When a physical space no longer divides work from home, when the internet provides unlimited contact with anyone else, it becomes easy to never unwind. It begins in many ways. Perhaps people are worried that they might not be working enough at first so they say a little text message outside of regular office hours would be okay. You hardly see each other because the physical space is gone so maybe some time wasted during meetings will be alright. Next thing you know, you are having full conversations with your coworkers late into the night discussing projects. Meetings begin to drone on with no clear direction and start taking up time from other important things.
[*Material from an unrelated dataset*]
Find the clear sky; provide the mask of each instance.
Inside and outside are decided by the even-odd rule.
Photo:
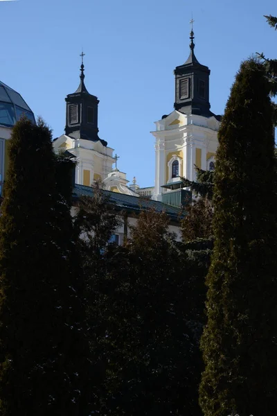
[[[276,58],[277,33],[263,15],[276,0],[19,0],[0,1],[0,80],[18,91],[56,137],[64,132],[66,94],[85,83],[100,99],[100,137],[118,166],[141,187],[154,181],[154,122],[173,110],[173,70],[189,54],[211,71],[210,102],[224,112],[242,60]]]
The worst part is that you can no longer physically leave work as your home - your safe haven - slowly turns into a cubicle.

This makes it all the more important to have an open and clear conversation about what the boundaries should be when it comes to where work begins and where it ends. The answers to that problem will come from the nature of each office along with what each worker feels are acceptable working conditions. Beyond that, we must also make sure that we do not devolve into old habits. If we keep reaching for lofty productivity and efficiency goals, we risk losing track of our humanity, neglecting the mental health of our colleagues, and alienating them. If they are gone, what then?